Think for a moment about the process a typical salesperson follows, and you will gain some fresh insight into how to approach your job search. First, they approach the prospect and attempt to determine their needs. Then, they figure out how they can meet those needs and present their solutions to their prospects. By following a similar approach in marketing yourself during your job search, you will enjoy a much higher success rate than you would have if you had engaged in the more common (but less targeted) “scattered” approach. To borrow from the vernacular of the sales profession, you will “close the deal” far more often this way.

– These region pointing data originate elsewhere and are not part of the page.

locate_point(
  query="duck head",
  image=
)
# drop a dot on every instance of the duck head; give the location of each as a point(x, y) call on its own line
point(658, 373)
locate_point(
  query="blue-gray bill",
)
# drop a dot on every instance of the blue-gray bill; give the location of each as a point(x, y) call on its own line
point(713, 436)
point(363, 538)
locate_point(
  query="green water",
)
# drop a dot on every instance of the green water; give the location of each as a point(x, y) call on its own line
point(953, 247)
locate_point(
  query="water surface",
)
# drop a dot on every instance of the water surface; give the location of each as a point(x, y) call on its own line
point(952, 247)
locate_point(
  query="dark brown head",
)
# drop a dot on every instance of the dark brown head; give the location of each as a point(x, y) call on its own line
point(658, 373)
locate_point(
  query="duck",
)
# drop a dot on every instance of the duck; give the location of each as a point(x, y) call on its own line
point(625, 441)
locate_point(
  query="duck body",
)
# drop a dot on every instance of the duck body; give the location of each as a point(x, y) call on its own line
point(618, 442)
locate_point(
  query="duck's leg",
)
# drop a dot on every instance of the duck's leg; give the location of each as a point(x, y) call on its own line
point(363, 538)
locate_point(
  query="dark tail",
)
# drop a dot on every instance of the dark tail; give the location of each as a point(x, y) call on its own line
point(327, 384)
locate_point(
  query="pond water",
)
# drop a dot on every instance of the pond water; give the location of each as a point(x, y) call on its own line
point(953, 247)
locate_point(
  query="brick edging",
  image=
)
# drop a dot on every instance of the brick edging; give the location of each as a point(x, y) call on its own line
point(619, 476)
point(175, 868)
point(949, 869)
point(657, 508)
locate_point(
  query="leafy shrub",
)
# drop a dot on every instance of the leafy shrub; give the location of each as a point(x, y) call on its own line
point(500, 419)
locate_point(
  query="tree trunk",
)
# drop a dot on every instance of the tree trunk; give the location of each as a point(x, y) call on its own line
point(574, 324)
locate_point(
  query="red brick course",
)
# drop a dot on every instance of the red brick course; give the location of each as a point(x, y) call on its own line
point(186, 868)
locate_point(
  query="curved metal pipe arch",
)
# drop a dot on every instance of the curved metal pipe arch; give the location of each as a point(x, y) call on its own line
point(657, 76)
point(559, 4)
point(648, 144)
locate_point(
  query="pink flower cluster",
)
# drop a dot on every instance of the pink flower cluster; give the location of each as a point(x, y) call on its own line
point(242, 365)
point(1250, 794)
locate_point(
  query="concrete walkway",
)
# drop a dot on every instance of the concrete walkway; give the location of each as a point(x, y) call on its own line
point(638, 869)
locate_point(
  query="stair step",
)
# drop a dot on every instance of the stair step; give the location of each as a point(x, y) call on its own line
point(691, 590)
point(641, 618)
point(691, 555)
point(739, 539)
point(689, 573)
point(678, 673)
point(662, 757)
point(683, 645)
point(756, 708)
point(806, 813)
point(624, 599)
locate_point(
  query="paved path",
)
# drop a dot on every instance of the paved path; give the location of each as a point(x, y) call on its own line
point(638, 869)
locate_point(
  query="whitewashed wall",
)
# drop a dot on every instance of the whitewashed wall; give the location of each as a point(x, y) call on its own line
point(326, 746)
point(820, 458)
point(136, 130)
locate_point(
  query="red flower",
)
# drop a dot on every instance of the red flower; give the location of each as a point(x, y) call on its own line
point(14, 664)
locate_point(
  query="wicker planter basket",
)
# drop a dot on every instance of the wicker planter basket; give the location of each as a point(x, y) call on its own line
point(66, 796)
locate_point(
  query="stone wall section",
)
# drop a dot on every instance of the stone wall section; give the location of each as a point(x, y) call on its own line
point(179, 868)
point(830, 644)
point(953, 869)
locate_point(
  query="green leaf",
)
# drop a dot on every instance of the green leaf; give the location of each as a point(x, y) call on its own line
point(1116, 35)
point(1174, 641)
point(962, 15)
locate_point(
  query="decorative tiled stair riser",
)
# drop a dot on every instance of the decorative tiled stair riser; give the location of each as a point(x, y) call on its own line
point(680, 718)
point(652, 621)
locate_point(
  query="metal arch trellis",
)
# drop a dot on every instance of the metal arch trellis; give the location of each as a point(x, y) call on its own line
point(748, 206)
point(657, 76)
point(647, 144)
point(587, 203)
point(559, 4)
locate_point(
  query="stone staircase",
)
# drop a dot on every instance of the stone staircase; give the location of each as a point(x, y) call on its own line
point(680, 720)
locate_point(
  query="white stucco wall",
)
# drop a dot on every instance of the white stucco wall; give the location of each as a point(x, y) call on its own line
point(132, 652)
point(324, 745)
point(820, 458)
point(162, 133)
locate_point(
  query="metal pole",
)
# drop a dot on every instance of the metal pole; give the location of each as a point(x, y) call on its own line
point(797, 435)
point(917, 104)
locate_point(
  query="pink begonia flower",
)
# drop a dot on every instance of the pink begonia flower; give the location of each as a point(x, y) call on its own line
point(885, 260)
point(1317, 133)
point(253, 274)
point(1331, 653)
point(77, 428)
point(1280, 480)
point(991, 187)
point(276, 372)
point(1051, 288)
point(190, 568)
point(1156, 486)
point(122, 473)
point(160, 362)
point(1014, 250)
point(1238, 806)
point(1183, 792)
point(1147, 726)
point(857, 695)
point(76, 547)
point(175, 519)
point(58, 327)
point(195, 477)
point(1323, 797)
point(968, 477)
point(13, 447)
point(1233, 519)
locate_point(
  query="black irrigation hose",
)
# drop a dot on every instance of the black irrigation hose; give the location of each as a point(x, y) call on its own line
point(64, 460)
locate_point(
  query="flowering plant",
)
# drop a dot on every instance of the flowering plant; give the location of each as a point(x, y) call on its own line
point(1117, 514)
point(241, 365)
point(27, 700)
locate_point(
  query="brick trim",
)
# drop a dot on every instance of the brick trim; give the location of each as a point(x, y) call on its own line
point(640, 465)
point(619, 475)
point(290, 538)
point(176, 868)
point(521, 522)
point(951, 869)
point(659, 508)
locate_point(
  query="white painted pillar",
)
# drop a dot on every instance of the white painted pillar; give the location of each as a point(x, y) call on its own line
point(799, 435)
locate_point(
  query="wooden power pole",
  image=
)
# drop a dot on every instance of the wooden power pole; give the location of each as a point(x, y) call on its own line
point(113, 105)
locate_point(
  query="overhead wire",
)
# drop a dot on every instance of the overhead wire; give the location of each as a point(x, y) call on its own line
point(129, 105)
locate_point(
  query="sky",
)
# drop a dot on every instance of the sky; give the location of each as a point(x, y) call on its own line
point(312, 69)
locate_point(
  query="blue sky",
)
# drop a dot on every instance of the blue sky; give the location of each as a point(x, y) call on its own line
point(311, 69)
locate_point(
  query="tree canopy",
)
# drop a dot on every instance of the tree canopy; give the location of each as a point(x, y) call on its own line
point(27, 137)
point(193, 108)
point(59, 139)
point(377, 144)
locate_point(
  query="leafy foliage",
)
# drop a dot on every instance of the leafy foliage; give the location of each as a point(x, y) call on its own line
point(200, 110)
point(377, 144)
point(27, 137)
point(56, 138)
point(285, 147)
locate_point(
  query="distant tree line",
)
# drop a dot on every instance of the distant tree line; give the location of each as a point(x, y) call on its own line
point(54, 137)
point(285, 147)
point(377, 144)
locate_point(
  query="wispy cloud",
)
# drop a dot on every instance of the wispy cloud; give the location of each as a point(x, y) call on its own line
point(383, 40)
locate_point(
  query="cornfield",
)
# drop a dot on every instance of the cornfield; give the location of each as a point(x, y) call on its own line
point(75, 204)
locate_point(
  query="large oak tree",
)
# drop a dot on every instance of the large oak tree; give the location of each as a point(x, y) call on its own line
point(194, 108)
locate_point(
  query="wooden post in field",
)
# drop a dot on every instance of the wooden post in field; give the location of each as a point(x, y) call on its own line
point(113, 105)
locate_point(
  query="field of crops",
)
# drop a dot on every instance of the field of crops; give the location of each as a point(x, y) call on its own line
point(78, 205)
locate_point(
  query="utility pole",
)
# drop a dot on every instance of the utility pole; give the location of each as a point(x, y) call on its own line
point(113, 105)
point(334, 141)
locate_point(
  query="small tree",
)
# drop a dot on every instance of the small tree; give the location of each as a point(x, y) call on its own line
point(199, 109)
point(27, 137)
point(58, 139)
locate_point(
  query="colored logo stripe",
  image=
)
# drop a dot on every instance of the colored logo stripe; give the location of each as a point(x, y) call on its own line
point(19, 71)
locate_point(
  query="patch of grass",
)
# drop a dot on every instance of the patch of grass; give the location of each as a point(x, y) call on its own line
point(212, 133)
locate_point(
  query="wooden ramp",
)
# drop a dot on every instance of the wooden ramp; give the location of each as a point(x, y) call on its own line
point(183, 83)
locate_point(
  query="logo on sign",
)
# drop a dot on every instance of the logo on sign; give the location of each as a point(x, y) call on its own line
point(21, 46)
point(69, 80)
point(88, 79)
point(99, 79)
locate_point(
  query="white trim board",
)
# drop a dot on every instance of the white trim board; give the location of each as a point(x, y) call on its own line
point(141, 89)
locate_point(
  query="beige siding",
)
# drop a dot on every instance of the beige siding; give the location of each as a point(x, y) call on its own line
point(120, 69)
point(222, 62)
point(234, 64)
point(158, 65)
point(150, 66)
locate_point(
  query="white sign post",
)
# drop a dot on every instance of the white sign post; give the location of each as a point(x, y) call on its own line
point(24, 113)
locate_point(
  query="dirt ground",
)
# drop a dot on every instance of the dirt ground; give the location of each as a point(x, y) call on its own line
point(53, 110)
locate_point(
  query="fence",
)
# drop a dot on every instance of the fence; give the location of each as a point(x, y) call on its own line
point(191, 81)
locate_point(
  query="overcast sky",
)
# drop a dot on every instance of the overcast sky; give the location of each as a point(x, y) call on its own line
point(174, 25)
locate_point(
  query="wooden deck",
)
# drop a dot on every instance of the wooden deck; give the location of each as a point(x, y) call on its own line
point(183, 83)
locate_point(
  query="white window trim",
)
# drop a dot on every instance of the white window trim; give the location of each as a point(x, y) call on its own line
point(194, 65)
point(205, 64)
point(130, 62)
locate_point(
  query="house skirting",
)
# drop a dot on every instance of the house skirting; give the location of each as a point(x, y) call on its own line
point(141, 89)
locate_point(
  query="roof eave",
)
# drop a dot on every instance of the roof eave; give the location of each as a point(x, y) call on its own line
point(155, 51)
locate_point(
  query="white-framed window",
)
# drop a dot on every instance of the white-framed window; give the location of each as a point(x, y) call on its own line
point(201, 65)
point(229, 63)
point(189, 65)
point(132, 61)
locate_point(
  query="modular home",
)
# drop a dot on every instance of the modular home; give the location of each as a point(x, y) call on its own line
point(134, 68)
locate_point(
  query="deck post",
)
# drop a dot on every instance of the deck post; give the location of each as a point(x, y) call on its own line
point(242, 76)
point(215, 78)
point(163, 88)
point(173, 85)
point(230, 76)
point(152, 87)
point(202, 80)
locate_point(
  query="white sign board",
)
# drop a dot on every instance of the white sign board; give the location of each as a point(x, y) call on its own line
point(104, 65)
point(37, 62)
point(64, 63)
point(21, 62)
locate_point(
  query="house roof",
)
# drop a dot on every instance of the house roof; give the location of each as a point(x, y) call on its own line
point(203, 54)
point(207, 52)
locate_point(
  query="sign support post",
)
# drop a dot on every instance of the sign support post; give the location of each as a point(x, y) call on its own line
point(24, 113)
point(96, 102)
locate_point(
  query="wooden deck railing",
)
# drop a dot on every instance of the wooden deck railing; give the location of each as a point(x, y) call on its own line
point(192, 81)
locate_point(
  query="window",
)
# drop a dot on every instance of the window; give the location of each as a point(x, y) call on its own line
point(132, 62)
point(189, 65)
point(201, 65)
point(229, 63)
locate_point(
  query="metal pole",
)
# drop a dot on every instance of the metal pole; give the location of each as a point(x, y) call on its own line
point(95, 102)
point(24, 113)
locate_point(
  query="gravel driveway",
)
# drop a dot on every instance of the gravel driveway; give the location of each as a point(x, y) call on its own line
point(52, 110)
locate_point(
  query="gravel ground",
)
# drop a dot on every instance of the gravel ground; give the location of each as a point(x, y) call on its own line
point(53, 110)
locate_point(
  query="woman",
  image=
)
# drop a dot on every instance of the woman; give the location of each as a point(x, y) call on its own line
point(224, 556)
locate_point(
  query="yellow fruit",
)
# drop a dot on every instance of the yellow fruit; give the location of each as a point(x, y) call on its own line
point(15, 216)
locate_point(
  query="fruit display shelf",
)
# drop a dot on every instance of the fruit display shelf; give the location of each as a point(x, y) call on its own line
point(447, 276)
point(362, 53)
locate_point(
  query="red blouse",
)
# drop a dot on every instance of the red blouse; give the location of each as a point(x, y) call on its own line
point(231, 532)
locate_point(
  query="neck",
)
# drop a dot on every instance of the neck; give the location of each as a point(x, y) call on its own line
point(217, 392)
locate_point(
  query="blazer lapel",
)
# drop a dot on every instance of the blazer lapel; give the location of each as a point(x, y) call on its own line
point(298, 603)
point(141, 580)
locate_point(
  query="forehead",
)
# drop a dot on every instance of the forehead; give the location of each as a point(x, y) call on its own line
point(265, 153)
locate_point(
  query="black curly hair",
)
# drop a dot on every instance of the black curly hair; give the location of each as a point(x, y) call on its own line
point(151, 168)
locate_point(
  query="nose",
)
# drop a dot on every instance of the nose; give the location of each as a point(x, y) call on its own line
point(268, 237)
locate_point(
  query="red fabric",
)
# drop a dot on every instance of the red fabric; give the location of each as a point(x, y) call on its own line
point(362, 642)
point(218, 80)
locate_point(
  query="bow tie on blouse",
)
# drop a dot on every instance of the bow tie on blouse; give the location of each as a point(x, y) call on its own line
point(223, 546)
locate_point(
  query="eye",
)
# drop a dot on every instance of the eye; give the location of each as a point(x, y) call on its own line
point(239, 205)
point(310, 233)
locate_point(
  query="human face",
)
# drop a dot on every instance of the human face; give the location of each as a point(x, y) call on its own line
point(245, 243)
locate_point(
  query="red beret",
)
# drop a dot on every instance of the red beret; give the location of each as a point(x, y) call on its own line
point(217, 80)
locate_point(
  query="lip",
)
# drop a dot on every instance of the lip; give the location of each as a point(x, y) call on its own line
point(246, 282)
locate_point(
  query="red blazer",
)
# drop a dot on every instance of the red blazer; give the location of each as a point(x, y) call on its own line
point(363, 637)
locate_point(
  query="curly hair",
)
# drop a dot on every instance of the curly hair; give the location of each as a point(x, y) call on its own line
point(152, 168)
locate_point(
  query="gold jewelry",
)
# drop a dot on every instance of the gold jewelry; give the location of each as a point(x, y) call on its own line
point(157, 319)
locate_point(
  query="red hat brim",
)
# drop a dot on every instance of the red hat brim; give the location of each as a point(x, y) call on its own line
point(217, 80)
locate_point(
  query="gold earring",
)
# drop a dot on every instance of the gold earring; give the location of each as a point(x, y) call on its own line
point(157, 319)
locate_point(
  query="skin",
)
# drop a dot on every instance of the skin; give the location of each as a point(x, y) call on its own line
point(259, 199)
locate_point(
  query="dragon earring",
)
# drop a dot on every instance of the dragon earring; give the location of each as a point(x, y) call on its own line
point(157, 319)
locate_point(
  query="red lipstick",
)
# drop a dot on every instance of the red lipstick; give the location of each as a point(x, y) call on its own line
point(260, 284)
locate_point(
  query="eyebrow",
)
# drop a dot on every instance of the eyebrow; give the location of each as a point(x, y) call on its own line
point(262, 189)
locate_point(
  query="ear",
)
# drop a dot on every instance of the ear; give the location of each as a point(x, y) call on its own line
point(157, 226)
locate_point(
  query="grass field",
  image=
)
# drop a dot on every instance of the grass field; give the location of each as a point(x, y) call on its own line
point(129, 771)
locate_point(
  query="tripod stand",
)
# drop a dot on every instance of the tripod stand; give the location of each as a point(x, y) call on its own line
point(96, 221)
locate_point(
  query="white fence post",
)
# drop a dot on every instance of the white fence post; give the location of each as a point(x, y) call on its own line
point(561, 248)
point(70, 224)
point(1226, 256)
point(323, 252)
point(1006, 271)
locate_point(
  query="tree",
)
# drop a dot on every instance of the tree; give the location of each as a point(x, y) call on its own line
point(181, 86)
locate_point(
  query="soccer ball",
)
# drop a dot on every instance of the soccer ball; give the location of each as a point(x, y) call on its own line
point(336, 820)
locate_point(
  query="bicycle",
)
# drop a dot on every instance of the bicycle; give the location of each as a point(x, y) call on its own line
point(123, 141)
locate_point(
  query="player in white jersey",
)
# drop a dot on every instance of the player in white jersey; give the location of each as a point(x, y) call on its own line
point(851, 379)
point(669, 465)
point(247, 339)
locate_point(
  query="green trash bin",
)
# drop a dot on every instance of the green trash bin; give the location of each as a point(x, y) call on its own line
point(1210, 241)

Sales people track their success in a different way from most other people, too, and you could probably learn something from that as well. For example, they measure the number of calls it takes to get through to a decision maker. For you, this might take the form of the number of resumes emailed. Next, they measure the number of appointments it takes to make a sale. Of course, in your case, once you have made your first sale, your job search has come to an end. At least, it should have. If you have only sent resumes to companies offering jobs well suited to your skill set, it will have.
Sales people also evaluate their approach when it is not working. You should do that, too. It could be that your resume is missing some important keywords that it should have. Perhaps your cover letter does not adequately convey the true depth of your desire to work for the company to which you are applying. Fix these problems promptly, and your successes rates will improve.